Blasket islander was spot on about long-finned pilot whale

SOME 350 pilot whales frequent the deep food-rich waters between Tenerife and La Gomera, writes Richard Collins.
Blasket islander was spot on about long-finned pilot whale

Although these ‘blackfish’ approach the coast occasionally, they are seldom seen from the shore. Nor is it easy to find them in the vast ocean but, with excellent visibility and calm seas last week, our boat soon homed in on a pod.

Unlike dolphins, pilot whales don’t approach boats or ride bow-waves, though they’re not afraid of people and don’t flee when approached. The whales accepted our intrusion; a trusting female came right up to us but the big males ignored the boat as it drifted silently among them.

Another group of islands, the Blaskets, came to mind as I watched. A hundred years ago Tomas Ó Criomhthain, in An tOileánach, described a stranding incident there. The victims, he wrote, were dolphins “with their great fins sticking up out of the water, all of them close together”. This description suggests that they were pilot whales, a species which occasionally becomes stranded on Irish beaches.

Ó Criomhthain wasn’t wrong; the long-finned pilot whale is actually a large dolphin. Males can be over seven metres in length, females a metre or two less. The pectoral fins are unusually long; hence the creature’s full name. You couldn’t mistake a pilot for a bottle-nosed or common dolphin; the dorsal fin is sickle-shaped and curved backwards.

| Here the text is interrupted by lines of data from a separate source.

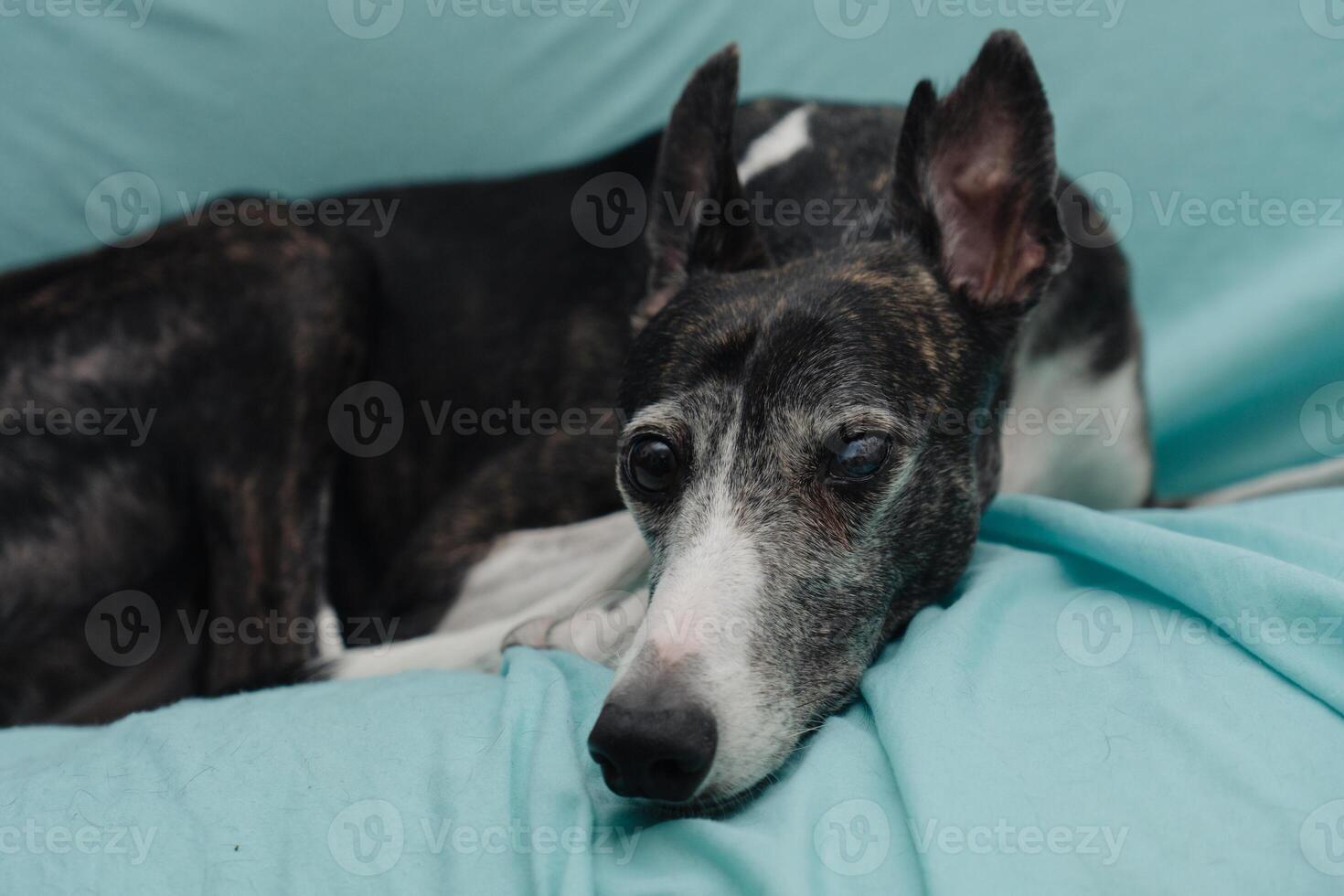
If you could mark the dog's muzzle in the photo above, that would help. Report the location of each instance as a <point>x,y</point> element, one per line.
<point>655,741</point>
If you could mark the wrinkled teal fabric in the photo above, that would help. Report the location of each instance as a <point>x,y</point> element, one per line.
<point>1131,703</point>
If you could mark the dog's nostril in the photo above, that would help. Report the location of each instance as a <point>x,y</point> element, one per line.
<point>660,753</point>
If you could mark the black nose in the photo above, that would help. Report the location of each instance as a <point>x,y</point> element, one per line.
<point>655,752</point>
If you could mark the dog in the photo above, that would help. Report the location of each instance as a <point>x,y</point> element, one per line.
<point>805,423</point>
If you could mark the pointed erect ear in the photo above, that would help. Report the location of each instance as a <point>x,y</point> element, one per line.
<point>976,179</point>
<point>691,225</point>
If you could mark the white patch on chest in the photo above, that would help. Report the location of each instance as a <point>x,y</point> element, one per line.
<point>1072,435</point>
<point>783,142</point>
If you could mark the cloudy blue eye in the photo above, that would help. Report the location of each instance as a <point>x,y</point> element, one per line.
<point>860,457</point>
<point>652,465</point>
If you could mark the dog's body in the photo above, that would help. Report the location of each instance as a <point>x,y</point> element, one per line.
<point>895,336</point>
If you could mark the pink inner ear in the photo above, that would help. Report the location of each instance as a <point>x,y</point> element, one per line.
<point>988,248</point>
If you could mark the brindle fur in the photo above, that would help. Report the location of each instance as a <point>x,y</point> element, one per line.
<point>484,294</point>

The blunt bulging forehead houses the creature’s extraordinary echo-location system; in 2014, HS Mortenson and colleagues claimed a typical pilot whale has about 37,200,000,000 neo-cortical neurons. Human females have 19,000,000,000 and men have 23,000,000,000. ‘For the first time, we show that a species of dolphin has more neocortical neurons than any mammal species studied to date, including humans’, they wrote. The pilot whale’s ‘songs’ squeaks and buzzing sounds are much studied but still not understood.

The highly sociable ocean wanderers move in tight formations led by a leader, the ‘pilot’ which gives the species its name. It’s said the whales sleep so close to each other that their pectoral fins touch. Pods usually have 15 to 200 members, although schools of up to 3,000 have been reported. I couldn’t say how many were around our boat off Tenerife, perhaps a few dozen.

Females seem to rule the roost. Although males remain members of the pod in which they were born, they seldom breed with females of their own group. A sort of ‘incest taboo’ dictates they visit other pods to consort with females in ‘love-them-and- leave-them’ encounters. This arrangement promotes genetic diversity and ensures incest is avoided. The females of only three mammal species undergo menopause; humans, orcas and pilot whales.

The pilot probably decides where the pod goes. Dictatorship, alas, has its weaknesses; a ‘dear leader’, despite the adulation of his or her subjects, can get things wrong. Was ‘pilot error’ responsible for the disaster described by Ó Criomhthain and countless other such incidents. Nobody knows why these tragedies occur but difficulty navigating in shallow waters seems to be a factor. Pilot whales, deep-water creatures, may be ‘out of their depth’ when venturing too close to shore. If a confused leader takes a wrong turning or two, the entire pod may end up beached.

Parasites or ear infections might impair a leader’s judgement. Submarine detection systems, or depth-charges detonated in naval exercises, could produce sounds loud enough to damage a whale’s sensitive hearing. Pollution may also be implicated; toxic substances have been detected in whale tissues.

However, human factors may not be entirely responsible; strandings were recorded since 1704. Evolution has provided the pilot whale with remarkable abilities but it seems also to have saddled it with a fatal ‘design fault’.

Mortensen HS et al. Quantitative relationships in delphinid neocortex. Frontiers in Neuroanatomy. 2014.